Hacker News new | ask | show | jobs
by MartinCron 5796 days ago
To those who suggest that the pat-down searches are as intrusive or more intrusive than the electronic strip searches: no

I haven't been through an electronic strip search, so I can't speak to that. I can speak to the last time I had a pat-down at the airport: I found it pretty invasive. I've never thought of myself as a big "personal space" guy, but here is this TSA agent, grabbing aggressively at all of my pockets, having me empty them out for him, etc. All the while, I'm angry, but I know that I can't complain or give him a hard time because he's in a position of power to give me a much harder time, make me miss my flight, whatever. It's so frustrating when you know it's just security theatre, and doesn't do anything besides make people feel safer.

When I asked "must we do this?" he gave me the option of doing it in private (no thank you) and told me that I consented to this by entering the checkpoint. It's like click-wrap licensing, only with your feet.

There is no third option for people who don't want their nude photos persisted who also don't like being groped by strangers.

3 comments

I can't recall where I heard/read that, but I seem to remember some psychology research that proposed that the psychologically damaging thing about the search you describe is not actually the search itself, but precisely the fact that you can't do anything about it.

IIRC, the conclusion of that research was something along the lines of: to completely destroy someone's self-confidence/emotional stability, all you need to do is that every day, for five minutes, at the same time, five people appear out of nowhere and hold him down, without harming him, for five minutes.

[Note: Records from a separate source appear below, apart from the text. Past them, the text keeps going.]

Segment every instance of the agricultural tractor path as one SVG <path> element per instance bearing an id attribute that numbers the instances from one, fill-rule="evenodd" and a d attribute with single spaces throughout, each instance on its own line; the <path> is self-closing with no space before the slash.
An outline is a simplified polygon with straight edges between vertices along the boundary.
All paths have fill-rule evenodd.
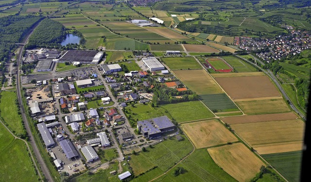
<path id="1" fill-rule="evenodd" d="M 16 136 L 14 133 L 13 133 L 11 130 L 10 130 L 10 129 L 9 129 L 9 128 L 4 124 L 4 123 L 3 123 L 3 122 L 1 120 L 1 119 L 0 119 L 0 122 L 1 123 L 1 124 L 2 124 L 2 125 L 3 125 L 3 126 L 5 128 L 5 129 L 9 131 L 9 132 L 10 132 L 10 133 L 13 135 L 13 136 L 14 137 L 15 139 L 19 139 L 21 141 L 22 141 L 23 142 L 24 142 L 25 143 L 25 144 L 26 144 L 26 146 L 27 146 L 27 149 L 28 149 L 28 152 L 29 153 L 29 154 L 30 154 L 30 157 L 31 157 L 31 160 L 32 161 L 33 161 L 33 163 L 34 164 L 34 165 L 35 165 L 35 170 L 37 171 L 37 173 L 38 173 L 38 175 L 39 175 L 39 177 L 40 177 L 40 179 L 41 179 L 41 182 L 43 182 L 43 180 L 42 180 L 42 177 L 41 175 L 41 173 L 40 173 L 40 171 L 39 170 L 39 169 L 38 168 L 38 166 L 37 166 L 37 164 L 35 163 L 35 158 L 34 157 L 34 156 L 33 155 L 33 154 L 31 152 L 31 149 L 30 149 L 30 147 L 29 147 L 29 145 L 28 145 L 28 143 L 27 143 L 27 142 L 24 140 L 23 139 L 20 138 L 19 137 L 18 137 L 17 136 Z"/>
<path id="2" fill-rule="evenodd" d="M 248 61 L 246 59 L 242 58 L 242 57 L 241 56 L 238 56 L 237 55 L 235 55 L 235 56 L 238 57 L 239 57 L 239 58 L 240 58 L 240 59 L 242 59 L 243 60 L 244 60 L 245 61 L 246 61 L 247 63 L 249 63 L 249 64 L 255 66 L 256 66 L 256 67 L 258 67 L 259 69 L 261 70 L 263 72 L 265 73 L 267 75 L 269 76 L 269 77 L 270 77 L 271 80 L 272 80 L 272 81 L 273 81 L 273 82 L 276 83 L 276 86 L 277 86 L 277 87 L 278 88 L 279 90 L 281 91 L 281 92 L 282 93 L 282 94 L 283 94 L 283 95 L 285 97 L 285 99 L 286 100 L 289 100 L 289 101 L 291 101 L 290 102 L 290 104 L 289 105 L 291 106 L 291 107 L 292 108 L 292 109 L 293 109 L 293 110 L 295 111 L 296 112 L 296 113 L 297 113 L 299 115 L 299 116 L 300 117 L 301 117 L 303 119 L 303 120 L 306 120 L 306 116 L 304 116 L 303 115 L 303 114 L 302 114 L 301 112 L 300 112 L 300 111 L 299 111 L 297 109 L 296 106 L 294 104 L 293 104 L 293 101 L 292 101 L 292 100 L 291 100 L 291 99 L 290 99 L 290 98 L 288 97 L 288 96 L 287 96 L 287 94 L 286 94 L 285 91 L 283 89 L 283 88 L 281 86 L 281 84 L 280 84 L 280 83 L 277 81 L 277 79 L 276 78 L 276 76 L 274 75 L 274 74 L 273 74 L 273 73 L 272 73 L 271 72 L 271 71 L 270 71 L 270 69 L 267 69 L 267 70 L 266 71 L 265 70 L 264 70 L 262 68 L 261 68 L 260 66 L 259 66 L 258 65 L 256 65 L 256 64 Z"/>
<path id="3" fill-rule="evenodd" d="M 37 23 L 34 26 L 32 29 L 30 30 L 28 32 L 28 34 L 26 35 L 25 38 L 24 39 L 23 43 L 26 43 L 28 41 L 28 39 L 30 37 L 30 35 L 33 33 L 34 30 L 36 28 L 36 27 L 39 25 L 39 22 Z M 26 112 L 27 112 L 26 110 L 26 108 L 24 108 L 23 105 L 23 101 L 22 101 L 22 93 L 21 93 L 21 85 L 20 83 L 20 66 L 22 61 L 22 57 L 23 55 L 23 51 L 24 50 L 24 48 L 25 47 L 24 45 L 21 45 L 19 46 L 20 49 L 18 52 L 17 52 L 17 54 L 18 55 L 17 62 L 17 75 L 16 77 L 16 88 L 17 90 L 17 99 L 18 100 L 18 103 L 19 103 L 19 105 L 20 106 L 21 111 L 21 116 L 23 119 L 23 121 L 25 124 L 25 128 L 28 134 L 28 136 L 29 137 L 29 142 L 31 144 L 32 147 L 33 147 L 33 149 L 34 150 L 34 153 L 36 156 L 36 158 L 38 161 L 38 163 L 40 164 L 41 166 L 41 169 L 44 174 L 45 177 L 46 181 L 48 182 L 53 182 L 53 179 L 51 175 L 50 172 L 49 170 L 49 168 L 47 166 L 46 164 L 45 164 L 42 156 L 40 153 L 40 150 L 38 147 L 37 147 L 37 145 L 35 141 L 35 139 L 34 137 L 34 135 L 33 133 L 31 132 L 31 130 L 30 129 L 30 127 L 29 126 L 29 123 L 28 123 L 28 121 L 27 120 L 27 117 L 26 115 Z M 41 142 L 41 141 L 38 141 L 39 142 Z M 56 177 L 55 177 L 56 178 Z"/>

If you do that every day for a year or two, you'll have a remnant of a human being at the end (in most cases).

My father works with victims of "mobbing" (basically bullying at work). One of his clients was a normal office worker who was being bullied by the security guard at work. Every morning, the security guard would single him out for a pat down search - every single morning. Apparently the guy was on the verge of a nervous breakdown by the time my dad saw him.

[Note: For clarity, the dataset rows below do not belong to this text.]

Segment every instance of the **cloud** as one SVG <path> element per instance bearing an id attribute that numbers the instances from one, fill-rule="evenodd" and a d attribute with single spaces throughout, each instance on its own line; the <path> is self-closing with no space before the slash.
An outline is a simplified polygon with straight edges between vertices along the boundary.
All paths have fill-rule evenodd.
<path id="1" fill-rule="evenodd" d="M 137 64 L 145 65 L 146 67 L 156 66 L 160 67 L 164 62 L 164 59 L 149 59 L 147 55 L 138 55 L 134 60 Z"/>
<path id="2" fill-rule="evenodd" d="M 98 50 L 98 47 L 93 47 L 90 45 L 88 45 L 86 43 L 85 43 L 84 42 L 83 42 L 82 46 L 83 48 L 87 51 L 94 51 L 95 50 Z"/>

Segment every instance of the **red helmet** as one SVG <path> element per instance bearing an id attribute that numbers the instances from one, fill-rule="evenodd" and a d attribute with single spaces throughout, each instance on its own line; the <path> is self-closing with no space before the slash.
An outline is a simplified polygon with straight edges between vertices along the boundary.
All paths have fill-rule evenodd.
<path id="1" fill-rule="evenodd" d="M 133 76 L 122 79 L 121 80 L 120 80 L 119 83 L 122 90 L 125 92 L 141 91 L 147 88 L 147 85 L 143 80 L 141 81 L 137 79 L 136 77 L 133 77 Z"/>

I have to ask: why would a security guard in a normal office situation have the authority to randomly pat down someone who is known to work in the building?
I don't know, I never asked... I think it was a government job... there might have been some special security. No idea, though, sorry.
FWIW, my son was selected for a pat-down search when we flew in Canada on a domestic flight. Notwithstanding the logic of deciding that a 10 year old carrying a Nintendo DS was a security threat, the agent was quite respectful, asking for my permission first, being very clear what was going on, and performing the pat-down in a professional (to my eyes) and efficient manner.
The guy who screened me said "I may need to touch you near a sensitive area now, just let me know if you have a problem, I'm going to use the back of my hand only" something like 5 times, so I'm pretty sure they're scripted to be "respectful".
The (unfortunate) third option is not flying, or at least not commercially and via airlines.